Ces deux histoires se répondent. Il y est question d’un « étranger » anonyme. Leurs passés individuels perdent leur importance et ils se tournent vers le présent et le futur. L’Isaac africain est ambitieux, alors que le narrateur est plus anxieux. L’Isaac des États-Unis, lui, profite de son pays d’accueil si différent du sien. En ce qui concerne Helen, elle rêve d’un futur où elle peut être et faire ce qu’elle veut.
Chacun des personnages lutte pour s’affranchir du mal qui les ronge, que ce soit dans les universités ougandaises ou dans le Midwest rural américain.
Non de noms
Un nom… Le narrateur des chapitres Isaac n’en a pas, ni Isaac lui même, seulement des surnoms. Helen, quant à elle, doute de la véracité du prénom d’Isaac, personnage mystérieux et renfermé. Ils se donnent des noms pour se définir, et changer de nom, c’est peut-être transformer les histoires et mensonges en vérité.

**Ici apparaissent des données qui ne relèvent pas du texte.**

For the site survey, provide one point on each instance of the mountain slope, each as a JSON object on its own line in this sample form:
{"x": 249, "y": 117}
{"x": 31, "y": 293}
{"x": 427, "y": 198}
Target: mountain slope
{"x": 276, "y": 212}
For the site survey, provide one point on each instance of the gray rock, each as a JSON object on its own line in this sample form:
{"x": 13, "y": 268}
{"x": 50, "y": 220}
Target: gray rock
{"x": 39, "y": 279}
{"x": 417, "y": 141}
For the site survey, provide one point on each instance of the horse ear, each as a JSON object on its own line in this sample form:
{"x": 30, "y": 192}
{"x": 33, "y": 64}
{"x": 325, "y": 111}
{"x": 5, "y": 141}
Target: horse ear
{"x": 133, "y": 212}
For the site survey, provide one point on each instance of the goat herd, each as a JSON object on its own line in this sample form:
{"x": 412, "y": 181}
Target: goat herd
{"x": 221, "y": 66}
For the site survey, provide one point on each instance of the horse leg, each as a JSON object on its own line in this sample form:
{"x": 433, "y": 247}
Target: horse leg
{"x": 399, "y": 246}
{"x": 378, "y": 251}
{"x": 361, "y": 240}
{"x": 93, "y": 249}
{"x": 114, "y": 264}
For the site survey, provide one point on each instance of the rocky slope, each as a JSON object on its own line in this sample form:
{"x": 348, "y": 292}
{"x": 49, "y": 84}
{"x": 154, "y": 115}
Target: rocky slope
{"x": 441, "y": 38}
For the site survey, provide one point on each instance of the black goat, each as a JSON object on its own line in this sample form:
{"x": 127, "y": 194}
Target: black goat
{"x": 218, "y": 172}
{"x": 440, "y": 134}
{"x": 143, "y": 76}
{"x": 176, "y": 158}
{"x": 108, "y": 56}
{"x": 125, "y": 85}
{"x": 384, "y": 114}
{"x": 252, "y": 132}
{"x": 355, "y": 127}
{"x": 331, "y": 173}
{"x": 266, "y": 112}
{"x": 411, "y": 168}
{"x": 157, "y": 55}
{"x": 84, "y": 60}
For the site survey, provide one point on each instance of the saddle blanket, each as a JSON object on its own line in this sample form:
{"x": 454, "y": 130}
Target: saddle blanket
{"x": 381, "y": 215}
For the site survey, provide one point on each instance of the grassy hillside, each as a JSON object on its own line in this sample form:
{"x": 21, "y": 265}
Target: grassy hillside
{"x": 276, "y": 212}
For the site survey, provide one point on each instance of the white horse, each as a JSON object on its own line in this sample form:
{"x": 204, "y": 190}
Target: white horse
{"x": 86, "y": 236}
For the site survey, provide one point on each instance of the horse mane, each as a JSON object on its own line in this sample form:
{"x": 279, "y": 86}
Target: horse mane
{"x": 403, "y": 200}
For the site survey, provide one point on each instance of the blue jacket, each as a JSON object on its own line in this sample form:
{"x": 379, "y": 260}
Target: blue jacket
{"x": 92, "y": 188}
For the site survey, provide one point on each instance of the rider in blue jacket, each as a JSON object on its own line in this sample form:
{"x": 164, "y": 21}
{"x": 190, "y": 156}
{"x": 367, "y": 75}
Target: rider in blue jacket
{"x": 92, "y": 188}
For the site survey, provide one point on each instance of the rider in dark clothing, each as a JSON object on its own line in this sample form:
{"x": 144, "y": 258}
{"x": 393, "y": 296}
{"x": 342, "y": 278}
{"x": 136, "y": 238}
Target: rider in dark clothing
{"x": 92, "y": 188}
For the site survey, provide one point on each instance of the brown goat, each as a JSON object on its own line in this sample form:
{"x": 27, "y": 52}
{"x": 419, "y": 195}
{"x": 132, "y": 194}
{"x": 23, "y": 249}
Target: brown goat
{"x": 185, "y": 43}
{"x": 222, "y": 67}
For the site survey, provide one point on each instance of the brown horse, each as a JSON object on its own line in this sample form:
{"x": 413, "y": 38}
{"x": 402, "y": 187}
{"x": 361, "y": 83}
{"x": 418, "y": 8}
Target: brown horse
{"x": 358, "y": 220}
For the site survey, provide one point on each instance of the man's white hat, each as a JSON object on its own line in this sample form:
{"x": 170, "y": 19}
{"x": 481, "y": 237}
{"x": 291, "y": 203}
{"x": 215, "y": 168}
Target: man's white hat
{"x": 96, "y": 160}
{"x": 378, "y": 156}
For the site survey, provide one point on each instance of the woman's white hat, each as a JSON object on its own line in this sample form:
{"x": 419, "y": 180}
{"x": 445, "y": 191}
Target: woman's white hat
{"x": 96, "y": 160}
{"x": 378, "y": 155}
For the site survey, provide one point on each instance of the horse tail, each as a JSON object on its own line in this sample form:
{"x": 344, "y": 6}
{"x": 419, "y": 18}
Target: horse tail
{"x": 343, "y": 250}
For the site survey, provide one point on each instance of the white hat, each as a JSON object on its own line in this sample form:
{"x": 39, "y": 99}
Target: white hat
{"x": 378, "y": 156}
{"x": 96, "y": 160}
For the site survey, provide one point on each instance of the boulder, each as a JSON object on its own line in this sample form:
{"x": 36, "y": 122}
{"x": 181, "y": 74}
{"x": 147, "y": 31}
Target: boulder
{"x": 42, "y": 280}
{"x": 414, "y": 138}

Dans ces mondes hostiles, en guerre ou racistes, Dinaw Mengestu parle aussi des relations amoureuses ou amicales, de combien elles sont importantes pour avancer. De là, certaines scènes du quotidien, certains acquis prennent une autre envergure, et chaque geste est accompagné d’une pensée, qu’elle soit claire ou confuse. C’est là un roman plein d’une émotion sincère, qui va droit au cœur.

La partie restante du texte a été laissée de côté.